Actualités
Constat sur internet : la jurisprudence rappelle les conditions rigoureuses de validité
En matière civile, la preuve est libre. Mais les constats réalisés sur internet doivent obéir à des conditions de validité rigoureuses afin de prouver l’existence d’un acte de contrefaçon. Ainsi, dans un jugement du 7 février 2007, le TGI de Mulhouse a considéré que le manque de rigueur d’établissement du procès verbal de constat lui enlevait toute force probante et a débouté la société Groupe Philippe Bosc de son action en contrefaçon et parasitisme. Elle invoquait la reprise de sa marque « Bosc Office » dans les méta-tags du site d’un concurrent, la société Shiva. Elle avait mandaté un huissier pour réaliser un constat qui en apporterait la preuve. Il s’était rendu sur le moteur de recherche Google pour démontrer que Shiva apparaissait dans les premiers résultats lorsqu’une requête était effectuée sur les termes litigieux et prouver ainsi qu’ils étaient repris dans les codes sources.
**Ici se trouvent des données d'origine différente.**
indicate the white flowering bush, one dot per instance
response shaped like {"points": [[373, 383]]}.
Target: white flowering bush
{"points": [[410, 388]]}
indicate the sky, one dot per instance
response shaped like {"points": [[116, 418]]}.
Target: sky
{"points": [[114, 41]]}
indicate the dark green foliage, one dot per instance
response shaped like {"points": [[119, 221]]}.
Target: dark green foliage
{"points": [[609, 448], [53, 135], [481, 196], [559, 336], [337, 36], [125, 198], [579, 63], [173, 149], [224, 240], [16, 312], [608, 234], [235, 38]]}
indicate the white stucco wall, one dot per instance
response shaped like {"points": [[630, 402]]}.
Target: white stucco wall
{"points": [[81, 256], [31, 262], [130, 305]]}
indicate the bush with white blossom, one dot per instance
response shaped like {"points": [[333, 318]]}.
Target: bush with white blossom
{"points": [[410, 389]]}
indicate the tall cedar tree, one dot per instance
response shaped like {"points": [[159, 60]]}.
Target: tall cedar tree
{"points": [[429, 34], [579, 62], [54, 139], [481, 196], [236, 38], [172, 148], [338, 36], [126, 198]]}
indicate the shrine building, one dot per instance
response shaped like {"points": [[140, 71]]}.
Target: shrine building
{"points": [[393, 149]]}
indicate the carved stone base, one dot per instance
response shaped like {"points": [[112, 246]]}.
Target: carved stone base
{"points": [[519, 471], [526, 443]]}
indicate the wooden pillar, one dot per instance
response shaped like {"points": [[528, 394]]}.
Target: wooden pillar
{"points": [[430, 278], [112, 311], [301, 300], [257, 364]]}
Mais les juges vont relever plusieurs éléments montrant qu’aucune méthodologie stricte n’avait été suivie pour la réalisation du constat qui perdait alors toute force probante. Les magistrats ont estimé que la recherche effectuée par l’huissier était incomplète car il n’avait pas cliqué sur le lien affiché dans la page de résultats. Or il s’avérait que ce dernier renvoyait à un site n’ayant aucun rapport avec la société Shiva. De plus, le constat ne précisait pas comment l’huissier avait trouvé et imprimé deux pages mises en annexe. Enfin, les juges ont souligné le fait que le constat n’indiquait pas que la mémoire cache avait été vidée. Cette absence de mention avait déjà conduit la cour d’appel de Paris à remettre en cause la force probante d’un constat, dans un arrêt du 17 novembre 2006.
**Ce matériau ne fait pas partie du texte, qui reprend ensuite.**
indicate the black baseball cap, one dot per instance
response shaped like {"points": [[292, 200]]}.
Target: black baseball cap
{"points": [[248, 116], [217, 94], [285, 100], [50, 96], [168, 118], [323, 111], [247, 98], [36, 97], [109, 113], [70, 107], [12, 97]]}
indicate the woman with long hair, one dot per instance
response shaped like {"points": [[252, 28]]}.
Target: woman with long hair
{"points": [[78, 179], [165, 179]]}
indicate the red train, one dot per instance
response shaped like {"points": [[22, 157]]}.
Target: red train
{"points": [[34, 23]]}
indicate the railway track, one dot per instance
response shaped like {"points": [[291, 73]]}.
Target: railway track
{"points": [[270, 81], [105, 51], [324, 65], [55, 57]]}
Cette même juridiction a d’ailleurs rendu un autre arrêt le 25 octobre 2006, invalidant également un procès verbal. Elle a considéré que le fait d’aspirer un site dépassait le cadre du constat qui permet seulement de procéder à des captures d’écran. Elle est même allée beaucoup plus loin et a analysé ce procédé en une saisie-contrefaçon qui devait respecter les formalités prévues à l’article 332-1 du code de la propriété intellectuelle. Cela voudrait dire que l’aspiration d’un site devrait être autorisée par un juge : cette première décision à aller dans ce sens apparaît très ou trop sévère. Néanmoins le demandeur a obtenu gain de cause en produisant une lettre envoyée par un tiers à laquelle étaient annexées deux impressions du site en cause. Les juges ont admis cette preuve alors que les conditions de validité requises n’étaient pas remplies. En effet, il n’y avait aucune mention de la manière dont les pages avaient été imprimées. Mais la preuve étant libre, les juges ne peuvent statuer sur sa validité que si le défendeur la met en cause.